Tissue Engineering and Regenerative Medicine

Human pluripotent stem cells (hPSC) provide new approaches to study the development and differentiation of various cell types of the human body and research tools for disease modeling. Meanwhile, the basic signaling events, including Ca2+-signals, have not been comprehensively evaluated in these cells. Therefore, we have started to study intracellular calcium responses to various ligands and the calcium signaling pathways in hPSCs and in their differentiated derivatives. First, we developed a protocol using the small molecule fluorescent Ca2+-indicator Fluo-4 and confocal microscopy.
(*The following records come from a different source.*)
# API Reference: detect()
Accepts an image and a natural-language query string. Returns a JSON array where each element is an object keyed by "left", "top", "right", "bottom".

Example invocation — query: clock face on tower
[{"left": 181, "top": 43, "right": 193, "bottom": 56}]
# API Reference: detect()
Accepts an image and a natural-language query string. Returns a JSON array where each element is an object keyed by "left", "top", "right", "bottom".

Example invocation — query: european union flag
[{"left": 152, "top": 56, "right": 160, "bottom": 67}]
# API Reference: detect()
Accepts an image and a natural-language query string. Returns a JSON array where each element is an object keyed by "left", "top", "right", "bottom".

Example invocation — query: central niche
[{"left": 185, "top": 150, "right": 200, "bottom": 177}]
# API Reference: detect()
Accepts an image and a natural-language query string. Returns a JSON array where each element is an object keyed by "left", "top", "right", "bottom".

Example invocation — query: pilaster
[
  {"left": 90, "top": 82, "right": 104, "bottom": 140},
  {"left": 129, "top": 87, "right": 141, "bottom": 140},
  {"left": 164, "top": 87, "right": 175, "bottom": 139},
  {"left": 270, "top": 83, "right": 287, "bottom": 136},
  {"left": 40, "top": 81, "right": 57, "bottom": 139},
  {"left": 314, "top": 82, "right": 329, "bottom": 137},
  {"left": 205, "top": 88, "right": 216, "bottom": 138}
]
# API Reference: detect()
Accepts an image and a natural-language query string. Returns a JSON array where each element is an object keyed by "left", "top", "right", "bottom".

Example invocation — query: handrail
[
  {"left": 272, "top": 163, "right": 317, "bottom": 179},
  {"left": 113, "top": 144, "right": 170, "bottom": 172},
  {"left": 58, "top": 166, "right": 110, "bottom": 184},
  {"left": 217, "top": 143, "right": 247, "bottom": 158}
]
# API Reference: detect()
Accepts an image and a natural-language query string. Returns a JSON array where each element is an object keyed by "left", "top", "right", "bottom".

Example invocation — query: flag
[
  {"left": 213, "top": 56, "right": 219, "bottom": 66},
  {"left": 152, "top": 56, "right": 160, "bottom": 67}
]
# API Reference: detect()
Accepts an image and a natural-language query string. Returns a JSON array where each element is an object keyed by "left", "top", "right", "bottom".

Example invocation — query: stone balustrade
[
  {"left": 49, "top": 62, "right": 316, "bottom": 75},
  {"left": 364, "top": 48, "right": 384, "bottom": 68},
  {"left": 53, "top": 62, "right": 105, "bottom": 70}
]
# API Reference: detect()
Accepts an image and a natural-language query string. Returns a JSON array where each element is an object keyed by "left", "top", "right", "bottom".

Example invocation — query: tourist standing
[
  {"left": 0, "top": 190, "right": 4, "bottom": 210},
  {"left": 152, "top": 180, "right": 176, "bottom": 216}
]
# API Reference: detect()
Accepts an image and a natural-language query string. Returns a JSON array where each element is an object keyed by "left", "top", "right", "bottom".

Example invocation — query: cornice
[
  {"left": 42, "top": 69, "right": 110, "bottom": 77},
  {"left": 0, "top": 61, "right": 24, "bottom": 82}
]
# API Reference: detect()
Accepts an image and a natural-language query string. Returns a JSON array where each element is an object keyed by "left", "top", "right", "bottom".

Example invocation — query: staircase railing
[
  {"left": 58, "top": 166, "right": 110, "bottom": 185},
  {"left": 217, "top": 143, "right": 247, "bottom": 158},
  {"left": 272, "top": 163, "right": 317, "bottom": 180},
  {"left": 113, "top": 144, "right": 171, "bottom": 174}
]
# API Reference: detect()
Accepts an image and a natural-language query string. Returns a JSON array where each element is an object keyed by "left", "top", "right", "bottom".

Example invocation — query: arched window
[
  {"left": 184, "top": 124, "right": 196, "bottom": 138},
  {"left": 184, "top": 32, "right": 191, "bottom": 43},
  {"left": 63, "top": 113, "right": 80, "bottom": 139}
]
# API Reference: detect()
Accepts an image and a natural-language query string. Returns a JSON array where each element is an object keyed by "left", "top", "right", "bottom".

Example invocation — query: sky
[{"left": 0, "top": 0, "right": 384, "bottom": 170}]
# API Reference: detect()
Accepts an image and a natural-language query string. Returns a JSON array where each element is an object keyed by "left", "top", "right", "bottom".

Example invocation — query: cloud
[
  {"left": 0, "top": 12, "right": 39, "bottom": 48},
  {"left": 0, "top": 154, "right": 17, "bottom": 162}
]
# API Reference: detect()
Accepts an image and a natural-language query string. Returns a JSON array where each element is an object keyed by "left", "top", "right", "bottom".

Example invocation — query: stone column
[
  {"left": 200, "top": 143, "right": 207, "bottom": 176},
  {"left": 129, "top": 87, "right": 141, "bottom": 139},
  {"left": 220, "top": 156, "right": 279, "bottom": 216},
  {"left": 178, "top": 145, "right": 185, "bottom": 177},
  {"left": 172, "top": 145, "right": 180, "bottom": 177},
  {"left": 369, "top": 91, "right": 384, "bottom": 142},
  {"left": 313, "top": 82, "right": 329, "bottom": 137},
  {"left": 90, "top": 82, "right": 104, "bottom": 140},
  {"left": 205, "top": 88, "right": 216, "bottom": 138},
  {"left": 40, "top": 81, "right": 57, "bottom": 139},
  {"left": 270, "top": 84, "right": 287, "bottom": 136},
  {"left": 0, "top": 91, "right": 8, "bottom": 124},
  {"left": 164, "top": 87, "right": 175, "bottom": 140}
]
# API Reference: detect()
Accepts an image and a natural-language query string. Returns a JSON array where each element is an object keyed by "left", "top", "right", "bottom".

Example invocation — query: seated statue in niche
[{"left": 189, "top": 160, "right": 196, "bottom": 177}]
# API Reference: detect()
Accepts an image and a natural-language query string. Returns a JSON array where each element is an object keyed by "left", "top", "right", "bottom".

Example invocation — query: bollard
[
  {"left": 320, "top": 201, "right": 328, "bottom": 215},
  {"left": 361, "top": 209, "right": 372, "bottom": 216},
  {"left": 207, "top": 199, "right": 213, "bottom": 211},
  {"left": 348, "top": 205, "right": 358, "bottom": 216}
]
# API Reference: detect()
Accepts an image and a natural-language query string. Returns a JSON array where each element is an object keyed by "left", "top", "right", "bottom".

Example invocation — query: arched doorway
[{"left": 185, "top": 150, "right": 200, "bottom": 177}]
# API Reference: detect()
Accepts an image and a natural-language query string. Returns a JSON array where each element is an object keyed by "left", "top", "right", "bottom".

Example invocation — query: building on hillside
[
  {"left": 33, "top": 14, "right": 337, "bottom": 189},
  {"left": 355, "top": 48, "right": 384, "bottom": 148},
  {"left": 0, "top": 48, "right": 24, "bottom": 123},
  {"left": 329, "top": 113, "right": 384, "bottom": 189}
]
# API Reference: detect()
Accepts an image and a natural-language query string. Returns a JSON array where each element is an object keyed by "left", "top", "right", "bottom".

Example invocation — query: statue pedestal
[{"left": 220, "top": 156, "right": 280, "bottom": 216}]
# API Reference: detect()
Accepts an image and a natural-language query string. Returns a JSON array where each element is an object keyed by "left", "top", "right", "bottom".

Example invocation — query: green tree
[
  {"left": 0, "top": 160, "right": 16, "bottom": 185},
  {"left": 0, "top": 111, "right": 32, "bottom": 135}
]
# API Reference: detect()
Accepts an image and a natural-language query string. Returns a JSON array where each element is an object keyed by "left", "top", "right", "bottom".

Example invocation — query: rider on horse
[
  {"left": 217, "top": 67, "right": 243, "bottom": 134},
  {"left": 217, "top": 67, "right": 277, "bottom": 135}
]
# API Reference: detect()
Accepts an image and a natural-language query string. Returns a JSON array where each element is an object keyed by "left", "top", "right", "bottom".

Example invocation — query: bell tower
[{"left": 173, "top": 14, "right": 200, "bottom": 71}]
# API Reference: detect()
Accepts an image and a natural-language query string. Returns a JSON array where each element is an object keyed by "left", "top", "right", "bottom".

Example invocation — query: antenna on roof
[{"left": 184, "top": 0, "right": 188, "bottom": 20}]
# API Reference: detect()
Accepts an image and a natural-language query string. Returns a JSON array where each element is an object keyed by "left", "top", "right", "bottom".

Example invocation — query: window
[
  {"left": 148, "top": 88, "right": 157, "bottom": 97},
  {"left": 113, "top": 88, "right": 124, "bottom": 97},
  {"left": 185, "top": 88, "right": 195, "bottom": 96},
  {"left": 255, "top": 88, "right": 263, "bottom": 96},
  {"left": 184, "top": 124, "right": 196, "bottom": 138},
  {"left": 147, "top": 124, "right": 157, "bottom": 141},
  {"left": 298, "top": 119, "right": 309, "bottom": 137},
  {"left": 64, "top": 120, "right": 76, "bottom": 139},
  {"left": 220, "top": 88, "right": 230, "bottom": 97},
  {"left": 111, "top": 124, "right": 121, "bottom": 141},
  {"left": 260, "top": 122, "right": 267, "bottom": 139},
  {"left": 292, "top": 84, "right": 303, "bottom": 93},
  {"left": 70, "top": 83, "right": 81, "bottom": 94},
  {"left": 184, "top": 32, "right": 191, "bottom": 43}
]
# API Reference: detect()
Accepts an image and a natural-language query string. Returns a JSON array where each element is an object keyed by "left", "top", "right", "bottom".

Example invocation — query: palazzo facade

While this method was informative, several technical problems hindered this approach. To overcome these difficulties (i.e. dye-loading and toxicity), we generated hPSC lines which stably express a genetically encoded Ca2+-indicator (GCaMP2) protein by using a transposon-based gene delivery method. In this stable indicator system, we successfully studied the effects of various ligands in undifferentiated hPSCs and in hPSC-derived cardiomyocytes. To extend our knowledge towards Ca2+-signals in hPSC-derived neural cell types, we also generated GCaMP6 fast expressing neural progenitor cells (NPCs) and then differentiated these to PROX1-positive hippocampal neurons. Next, we investigated the calcium signals in NPCs and PROX1-positive hippocampal neurons expressing GCaMP6 fast, or loaded with Fluo-4 in parallel experiments. We found that specific, ligand induced Ca2+ signals were similar in the two assays, suggesting the applicability of GCaMP6f for the investigation of fast Ca2+ signals in neural cultures. We conclude that characteristics of both the spontaneous and ligand-induced Ca2+-signals, as well as their pharmacological modifications can be successfully examined in these model cells by fluorescence imaging.